Here’s the difference :

If you used make qemu, these lines printed by the kernel will appear in both the regular shell window from which you ran QEMU and the QEMU display window.

This is because for testing and lab grading purposes we have set up the JOS kernel to write its console output not only to the virtual VGA display (as seen in the QEMU window), but also to the simulated PC’s virtual serial port, which QEMU in turn outputs to its own standard output. Likewise, the JOS kernel will take input from both the keyboard and the serial port, so you can give it commands in either the VGA display window or the terminal running QEMU.

Alternatively, you can use the serial console without the virtual VGA by running make qemu-nox

Although simple, it’s important to note that this kernel monitor is running “directly” on the “raw (virtual) hardware” of the simulated PC. This means that you should be able to copy the contents of obj/kern/kernel.img onto the first few sectors of a real hard disk, insert that hard disk into a real PC, turn it on, and see exactly the same thing on the PC’s real screen as you did above in the QEMU window.

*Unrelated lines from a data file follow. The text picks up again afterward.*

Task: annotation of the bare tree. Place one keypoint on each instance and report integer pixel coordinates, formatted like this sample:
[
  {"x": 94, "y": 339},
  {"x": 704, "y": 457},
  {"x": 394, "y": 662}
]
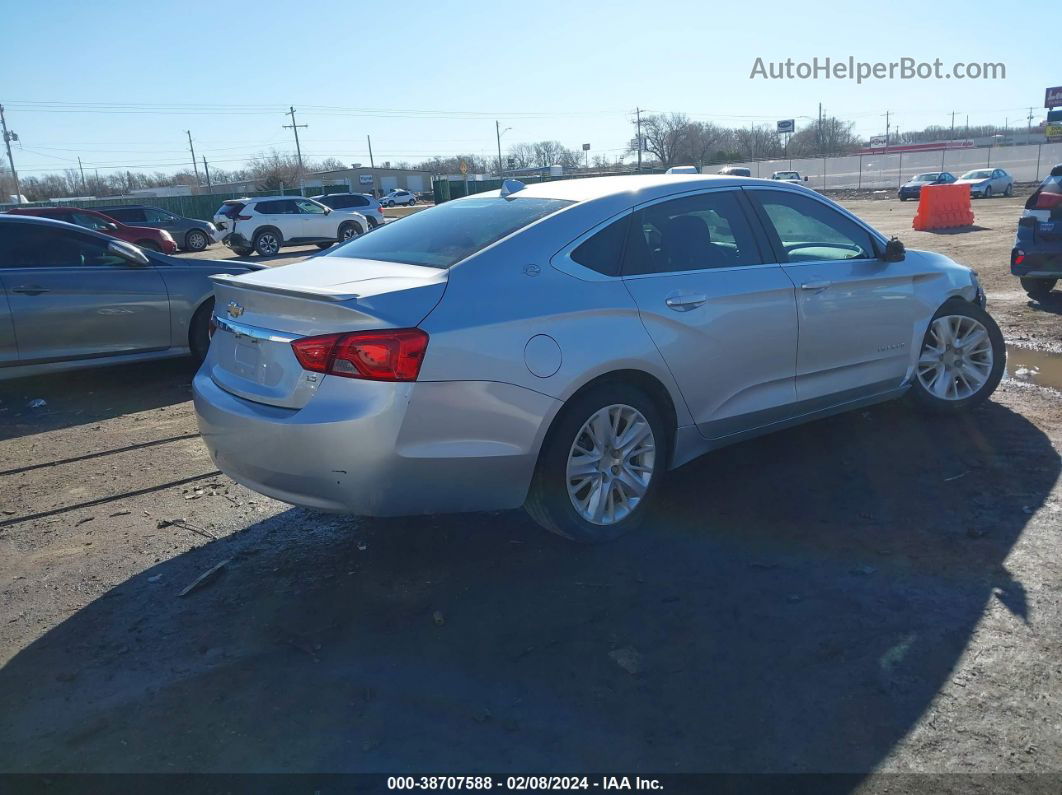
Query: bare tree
[{"x": 665, "y": 135}]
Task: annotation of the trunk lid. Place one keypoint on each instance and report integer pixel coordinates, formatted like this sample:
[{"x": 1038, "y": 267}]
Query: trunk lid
[{"x": 260, "y": 313}]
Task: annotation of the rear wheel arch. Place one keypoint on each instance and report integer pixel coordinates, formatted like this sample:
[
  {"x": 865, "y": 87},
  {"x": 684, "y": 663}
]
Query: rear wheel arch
[
  {"x": 268, "y": 227},
  {"x": 648, "y": 383}
]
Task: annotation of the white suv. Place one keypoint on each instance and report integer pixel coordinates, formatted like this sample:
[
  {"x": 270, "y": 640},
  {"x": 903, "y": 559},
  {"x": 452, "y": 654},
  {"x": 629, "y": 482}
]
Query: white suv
[
  {"x": 398, "y": 196},
  {"x": 264, "y": 224}
]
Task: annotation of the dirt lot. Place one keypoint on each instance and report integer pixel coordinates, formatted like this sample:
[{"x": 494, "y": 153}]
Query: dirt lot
[{"x": 876, "y": 591}]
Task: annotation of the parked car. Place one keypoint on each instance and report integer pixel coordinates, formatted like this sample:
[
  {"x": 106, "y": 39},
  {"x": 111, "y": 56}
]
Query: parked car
[
  {"x": 398, "y": 196},
  {"x": 988, "y": 183},
  {"x": 360, "y": 203},
  {"x": 1037, "y": 257},
  {"x": 658, "y": 317},
  {"x": 155, "y": 240},
  {"x": 912, "y": 188},
  {"x": 71, "y": 297},
  {"x": 190, "y": 234},
  {"x": 266, "y": 224}
]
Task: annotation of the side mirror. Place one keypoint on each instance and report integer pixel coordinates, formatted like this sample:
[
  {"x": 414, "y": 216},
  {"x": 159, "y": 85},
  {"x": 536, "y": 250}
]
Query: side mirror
[
  {"x": 894, "y": 251},
  {"x": 129, "y": 253}
]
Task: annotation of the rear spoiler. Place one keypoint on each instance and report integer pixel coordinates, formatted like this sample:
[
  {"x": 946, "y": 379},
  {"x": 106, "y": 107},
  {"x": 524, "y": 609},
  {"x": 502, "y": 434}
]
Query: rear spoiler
[{"x": 320, "y": 294}]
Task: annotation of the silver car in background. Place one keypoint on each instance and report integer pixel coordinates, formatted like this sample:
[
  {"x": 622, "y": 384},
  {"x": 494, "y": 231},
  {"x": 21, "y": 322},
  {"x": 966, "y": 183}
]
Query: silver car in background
[
  {"x": 561, "y": 346},
  {"x": 71, "y": 298},
  {"x": 988, "y": 183}
]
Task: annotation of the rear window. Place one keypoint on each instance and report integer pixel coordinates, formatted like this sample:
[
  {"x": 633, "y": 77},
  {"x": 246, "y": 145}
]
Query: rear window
[
  {"x": 229, "y": 209},
  {"x": 443, "y": 236}
]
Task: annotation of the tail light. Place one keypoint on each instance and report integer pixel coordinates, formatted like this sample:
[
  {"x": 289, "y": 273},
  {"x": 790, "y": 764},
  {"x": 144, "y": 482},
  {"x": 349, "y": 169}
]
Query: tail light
[
  {"x": 392, "y": 355},
  {"x": 1047, "y": 201}
]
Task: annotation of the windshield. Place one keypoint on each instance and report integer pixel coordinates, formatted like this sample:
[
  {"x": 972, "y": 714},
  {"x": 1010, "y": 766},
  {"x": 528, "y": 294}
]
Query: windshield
[{"x": 443, "y": 236}]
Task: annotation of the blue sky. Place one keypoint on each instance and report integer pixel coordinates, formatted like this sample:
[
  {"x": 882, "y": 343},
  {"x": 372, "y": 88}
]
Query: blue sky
[{"x": 571, "y": 71}]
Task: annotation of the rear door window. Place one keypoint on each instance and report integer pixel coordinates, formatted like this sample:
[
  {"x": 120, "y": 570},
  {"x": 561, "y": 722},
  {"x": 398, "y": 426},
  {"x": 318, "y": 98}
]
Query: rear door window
[
  {"x": 603, "y": 252},
  {"x": 808, "y": 230},
  {"x": 691, "y": 234},
  {"x": 443, "y": 236}
]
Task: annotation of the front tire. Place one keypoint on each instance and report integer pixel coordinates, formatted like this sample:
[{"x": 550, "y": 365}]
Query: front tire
[
  {"x": 1038, "y": 289},
  {"x": 961, "y": 360},
  {"x": 600, "y": 468}
]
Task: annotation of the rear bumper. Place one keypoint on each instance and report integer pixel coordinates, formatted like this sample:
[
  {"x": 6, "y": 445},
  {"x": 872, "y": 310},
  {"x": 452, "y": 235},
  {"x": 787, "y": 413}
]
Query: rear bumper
[
  {"x": 381, "y": 449},
  {"x": 1037, "y": 264}
]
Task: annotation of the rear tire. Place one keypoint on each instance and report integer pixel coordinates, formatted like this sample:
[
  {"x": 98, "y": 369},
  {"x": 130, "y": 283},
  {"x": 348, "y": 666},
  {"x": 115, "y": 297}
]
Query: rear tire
[
  {"x": 199, "y": 330},
  {"x": 1038, "y": 289},
  {"x": 961, "y": 360},
  {"x": 197, "y": 240},
  {"x": 600, "y": 467},
  {"x": 268, "y": 243}
]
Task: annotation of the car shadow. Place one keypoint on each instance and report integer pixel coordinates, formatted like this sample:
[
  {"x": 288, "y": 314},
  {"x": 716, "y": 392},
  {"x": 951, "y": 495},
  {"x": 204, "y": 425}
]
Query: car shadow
[
  {"x": 76, "y": 397},
  {"x": 795, "y": 604},
  {"x": 1051, "y": 305}
]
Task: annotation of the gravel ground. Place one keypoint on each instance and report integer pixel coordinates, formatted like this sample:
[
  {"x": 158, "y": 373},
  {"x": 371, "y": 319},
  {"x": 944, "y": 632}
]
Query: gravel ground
[{"x": 873, "y": 592}]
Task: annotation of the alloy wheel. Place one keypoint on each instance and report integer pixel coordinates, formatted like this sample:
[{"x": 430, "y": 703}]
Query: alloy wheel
[
  {"x": 611, "y": 464},
  {"x": 268, "y": 244},
  {"x": 956, "y": 359}
]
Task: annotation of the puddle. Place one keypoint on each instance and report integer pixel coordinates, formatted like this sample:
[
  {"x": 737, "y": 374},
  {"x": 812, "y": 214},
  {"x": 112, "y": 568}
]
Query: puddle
[{"x": 1034, "y": 366}]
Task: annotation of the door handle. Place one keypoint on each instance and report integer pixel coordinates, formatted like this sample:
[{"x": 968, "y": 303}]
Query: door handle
[
  {"x": 816, "y": 284},
  {"x": 684, "y": 303}
]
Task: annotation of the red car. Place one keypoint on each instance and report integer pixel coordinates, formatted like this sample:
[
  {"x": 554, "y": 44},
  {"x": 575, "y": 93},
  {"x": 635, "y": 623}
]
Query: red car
[{"x": 156, "y": 240}]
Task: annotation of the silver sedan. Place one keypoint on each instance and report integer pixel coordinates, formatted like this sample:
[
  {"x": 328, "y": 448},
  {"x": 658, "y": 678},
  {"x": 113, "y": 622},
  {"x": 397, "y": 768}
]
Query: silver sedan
[
  {"x": 561, "y": 346},
  {"x": 71, "y": 298},
  {"x": 988, "y": 183}
]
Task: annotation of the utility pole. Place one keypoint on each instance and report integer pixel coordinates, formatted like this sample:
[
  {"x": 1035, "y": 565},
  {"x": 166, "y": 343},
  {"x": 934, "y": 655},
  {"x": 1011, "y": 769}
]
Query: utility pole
[
  {"x": 7, "y": 138},
  {"x": 637, "y": 113},
  {"x": 298, "y": 150},
  {"x": 497, "y": 133},
  {"x": 192, "y": 149}
]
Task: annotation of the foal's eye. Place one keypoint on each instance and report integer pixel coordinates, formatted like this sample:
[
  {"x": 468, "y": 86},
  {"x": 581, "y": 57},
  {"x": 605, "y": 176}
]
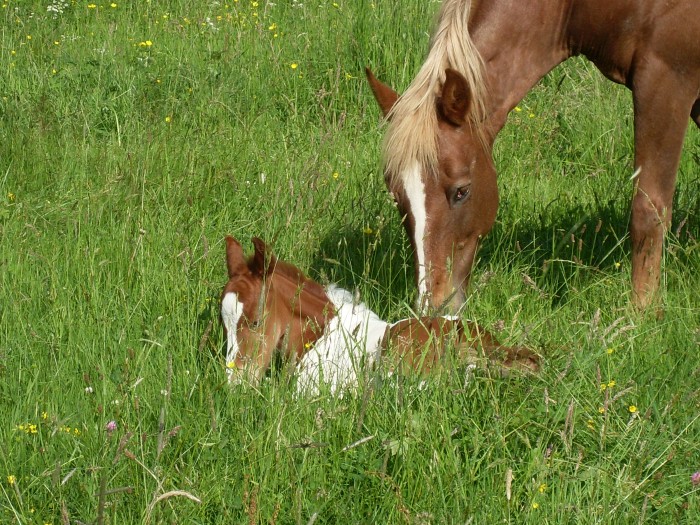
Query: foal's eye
[{"x": 461, "y": 194}]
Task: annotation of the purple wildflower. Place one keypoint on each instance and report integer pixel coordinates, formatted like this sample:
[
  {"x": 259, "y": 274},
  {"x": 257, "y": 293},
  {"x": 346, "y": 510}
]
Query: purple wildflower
[{"x": 695, "y": 478}]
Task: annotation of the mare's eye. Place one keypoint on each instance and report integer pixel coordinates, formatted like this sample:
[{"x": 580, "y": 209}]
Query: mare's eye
[{"x": 461, "y": 194}]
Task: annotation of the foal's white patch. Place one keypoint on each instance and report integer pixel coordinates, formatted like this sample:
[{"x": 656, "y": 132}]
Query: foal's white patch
[
  {"x": 352, "y": 340},
  {"x": 415, "y": 191},
  {"x": 231, "y": 311}
]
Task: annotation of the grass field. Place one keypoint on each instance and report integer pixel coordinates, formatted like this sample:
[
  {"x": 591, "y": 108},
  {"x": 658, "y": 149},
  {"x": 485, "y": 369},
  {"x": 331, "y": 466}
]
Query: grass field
[{"x": 135, "y": 135}]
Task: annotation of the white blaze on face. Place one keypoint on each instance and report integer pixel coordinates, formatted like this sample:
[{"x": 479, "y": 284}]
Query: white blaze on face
[
  {"x": 415, "y": 192},
  {"x": 231, "y": 311}
]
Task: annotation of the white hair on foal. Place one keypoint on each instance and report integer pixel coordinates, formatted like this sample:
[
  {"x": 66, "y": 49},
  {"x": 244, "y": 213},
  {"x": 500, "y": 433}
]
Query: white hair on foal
[
  {"x": 231, "y": 311},
  {"x": 352, "y": 340}
]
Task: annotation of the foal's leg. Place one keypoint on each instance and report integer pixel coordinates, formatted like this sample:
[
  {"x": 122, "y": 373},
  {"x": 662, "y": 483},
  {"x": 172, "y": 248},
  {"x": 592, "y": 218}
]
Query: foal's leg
[{"x": 661, "y": 108}]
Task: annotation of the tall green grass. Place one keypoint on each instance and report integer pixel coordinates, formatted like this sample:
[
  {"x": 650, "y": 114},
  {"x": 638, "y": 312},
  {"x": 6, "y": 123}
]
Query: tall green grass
[{"x": 134, "y": 137}]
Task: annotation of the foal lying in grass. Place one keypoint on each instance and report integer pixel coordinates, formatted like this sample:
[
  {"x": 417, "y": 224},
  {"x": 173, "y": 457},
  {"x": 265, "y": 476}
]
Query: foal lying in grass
[{"x": 270, "y": 306}]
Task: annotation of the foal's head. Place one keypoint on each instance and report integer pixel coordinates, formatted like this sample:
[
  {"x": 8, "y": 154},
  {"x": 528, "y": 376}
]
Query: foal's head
[{"x": 268, "y": 306}]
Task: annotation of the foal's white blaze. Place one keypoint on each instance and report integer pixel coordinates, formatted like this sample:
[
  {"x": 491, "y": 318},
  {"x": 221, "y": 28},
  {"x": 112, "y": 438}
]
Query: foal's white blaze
[
  {"x": 415, "y": 192},
  {"x": 231, "y": 311}
]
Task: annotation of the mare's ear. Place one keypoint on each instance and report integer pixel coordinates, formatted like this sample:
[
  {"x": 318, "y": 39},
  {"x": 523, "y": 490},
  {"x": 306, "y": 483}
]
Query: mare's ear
[
  {"x": 235, "y": 260},
  {"x": 386, "y": 97},
  {"x": 455, "y": 99},
  {"x": 263, "y": 260}
]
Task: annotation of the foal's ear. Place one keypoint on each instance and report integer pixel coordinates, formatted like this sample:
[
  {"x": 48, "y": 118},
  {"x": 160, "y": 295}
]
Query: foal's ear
[
  {"x": 386, "y": 97},
  {"x": 263, "y": 260},
  {"x": 235, "y": 260},
  {"x": 455, "y": 99}
]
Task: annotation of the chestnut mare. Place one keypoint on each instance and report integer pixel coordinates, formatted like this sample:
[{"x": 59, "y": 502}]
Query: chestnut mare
[
  {"x": 484, "y": 57},
  {"x": 270, "y": 306}
]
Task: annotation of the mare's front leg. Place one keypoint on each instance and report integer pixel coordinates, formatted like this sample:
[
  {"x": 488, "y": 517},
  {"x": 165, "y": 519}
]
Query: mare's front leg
[{"x": 662, "y": 104}]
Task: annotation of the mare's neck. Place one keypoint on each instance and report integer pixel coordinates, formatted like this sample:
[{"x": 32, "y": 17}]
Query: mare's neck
[{"x": 519, "y": 42}]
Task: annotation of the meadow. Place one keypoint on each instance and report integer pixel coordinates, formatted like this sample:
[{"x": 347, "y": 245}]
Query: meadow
[{"x": 135, "y": 135}]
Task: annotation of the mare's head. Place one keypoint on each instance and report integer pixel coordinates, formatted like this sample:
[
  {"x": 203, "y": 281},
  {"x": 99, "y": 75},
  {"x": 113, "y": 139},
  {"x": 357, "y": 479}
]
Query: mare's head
[
  {"x": 438, "y": 163},
  {"x": 268, "y": 306}
]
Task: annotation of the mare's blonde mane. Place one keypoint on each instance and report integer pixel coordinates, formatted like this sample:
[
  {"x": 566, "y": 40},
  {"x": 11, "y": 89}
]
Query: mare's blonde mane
[{"x": 412, "y": 132}]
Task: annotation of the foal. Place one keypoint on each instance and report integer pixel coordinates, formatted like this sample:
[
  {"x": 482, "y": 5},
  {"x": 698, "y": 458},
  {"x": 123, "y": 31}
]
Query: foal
[{"x": 270, "y": 306}]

The PC’s Physical Address Space

A PC’s physical address space is hard-wired to have the following general layout:

1
2
3
4
5
6
7
8
9
10
11
12
13
14
15
16
17
18
19
20
21
22
23
24
25
26
27
28
29
+------------------+  <- 0xFFFFFFFF (4GB)
| 32-bit |
| memory mapped |
| devices |
| |
/\/\/\/\/\/\/\/\/\/\

/\/\/\/\/\/\/\/\/\/\
| |
| Unused |
| |
+------------------+ <- depends on amount of RAM
| |
| |
| Extended Memory |
| |
| |
+------------------+ <- 0x00100000 (1MB)
| BIOS ROM |
+------------------+ <- 0x000F0000 (960KB)
| 16-bit devices, |
| expansion ROMs |
+------------------+ <- 0x000C0000 (768KB)
| VGA Display |
+------------------+ <- 0x000A0000 (640KB)
| |
| Low Memory |
| |
+------------------+ <- 0x00000000

The first PCs, which were based on the 16-bit Intel 8088 processor, were only capable of addressing 1MB of physical memory, Like

1
2
3
4
5
6
7
8
9
10
11
12
+------------------+  <- 0x00100000 (1MB)
| BIOS ROM |
+------------------+ <- 0x000F0000 (960KB)
| 16-bit devices, |
| expansion ROMs |
+------------------+ <- 0x000C0000 (768KB)
| VGA Display |
+------------------+ <- 0x000A0000 (640KB)
| |
| Low Memory |
| |
+------------------+ <- 0x00000000

The physical address space of an early PC would therefore start at 0x00000000 and end at 0x000FFFFF(1048575 Bytes)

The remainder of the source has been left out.